Come era assolutamente prevedibile, infatti, anche le piazze virtuali del Metaverso sono già diventate un luogo profondamente ostile alle donne. A metà dicembre Meta (il nuovo nome di Facebook, rebranding voluto da Mark Zuckerberg), ha inaugurato una piattaforma sperimentale di realtà virtuale chiamata Horizon Worlds, primo grande esperimento verso la costruzione di una nuova versione di Internet – Metaverso appunto -, in cui il mondo fisico e quello online si incontrano. L’accesso a Horizon è libero a chiunque abbia più di 18 anni e viva negli Stati Uniti e in Canada.
Su Horizon Worlds il proprio avatar si incontra e interagisce con un massimo di 20 persone, e può giocare, passeggiare e chiacchierare, creando ambienti digitali personalizzati. Ma non solo questo purtroppo.
Lo scorso mese una sperimentatrice ha lanciato il proprio grido di allarme affermando che, mentre si aggirava su Horizon Worlds, è stata avvicinata da un avatar sconosciuto che l’ha palpeggiata. La ragazza ha pubblicato tale esperienza nel gruppo di beta testing di Horizon Worlds aperto su Facebook per raccogliere i commenti degli sperimentatori.
“Le molestie sessuali, anche su Internet, non sono uno scherzo.
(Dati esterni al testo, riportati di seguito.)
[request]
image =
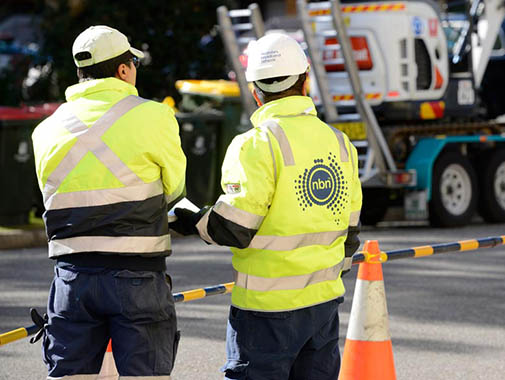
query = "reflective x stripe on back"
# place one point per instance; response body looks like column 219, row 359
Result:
column 89, row 140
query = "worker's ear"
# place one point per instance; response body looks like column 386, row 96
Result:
column 256, row 97
column 122, row 72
Quanto avviene nella realtà virtuale aggiunge un altro livello, che rende l’evento ancora più intenso“, ha scritto la sfortunata protagonista. “Non solo sono stata molestata, ma c’erano altre persone che in quella piazza hanno sostenuto questo comportamento…” ha concluso.
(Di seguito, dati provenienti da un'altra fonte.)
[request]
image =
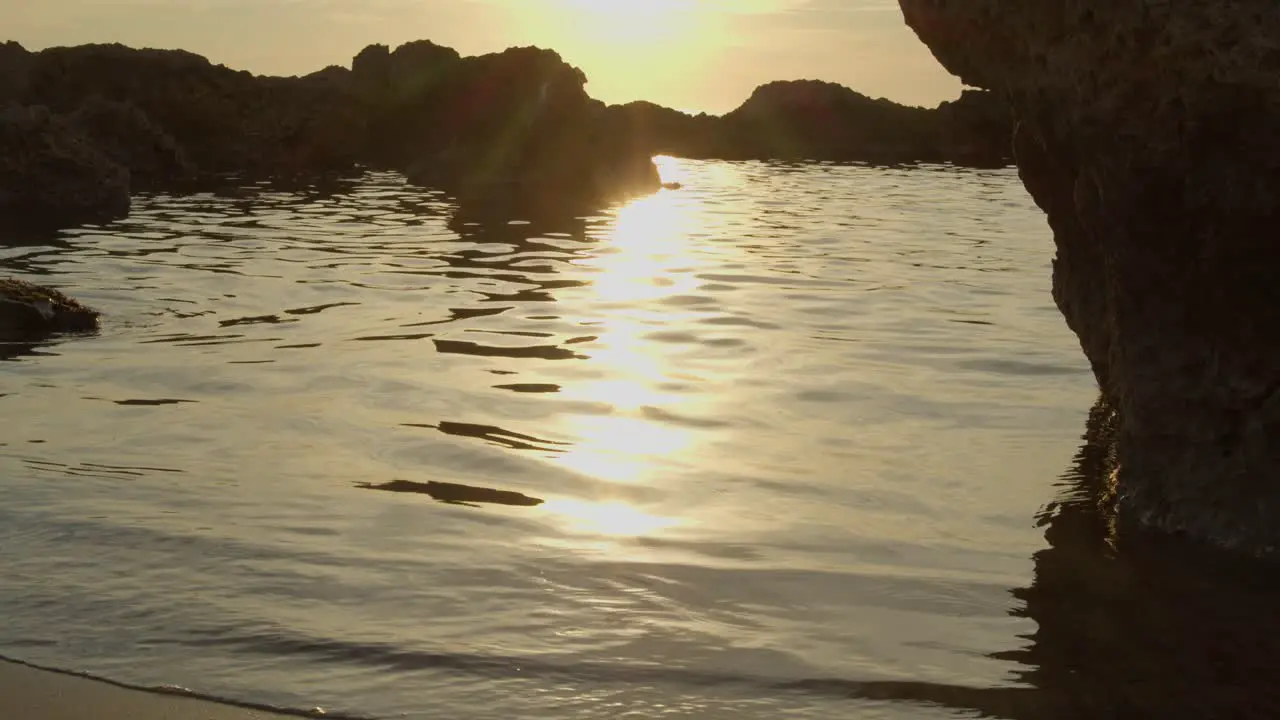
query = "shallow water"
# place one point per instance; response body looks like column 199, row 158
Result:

La risposta di Meta a tali dichiarazioni è stata vaga, e si è limitata a sottolineare l’esistenza di possibili accortezze da poter utilizzare in questo nuovo mondo, ovvero l’attivazione di uno strumento chiamato “zona sicura” una sorta di bolla che non permette a nessuno di avvicinarsi all’avatar. Tale strumento, in definitiva, blocca il personaggio all’interno di uno spazio protettivo, cosa che però impedisce anche al protagonista di interagire con gli altri, limitando di fatto la sua esperienza virtuale. Una politica, come sottolineato da Arwa Mahdawisul dalle colonne del The Guardian, che equivale a dire alle donne che se non vogliono essere molestate mentre camminano per strada, dovrebbero semplicemente restare chiuse a casa.
Questo primo caso mette in luce l’assenza di regole nel mondo virtuale. Nel caso appena descritto, sarebbe ipotizzabile applicare le regole del Codice penale in fatto di molestie sessuali? La regolamentazione, infatti, non riesce a tenere il passo dell’innovazione, e le molestie nella realtà virtuale sono un’area grigia legale, dove tutto è permesso e nessuno è colpevole.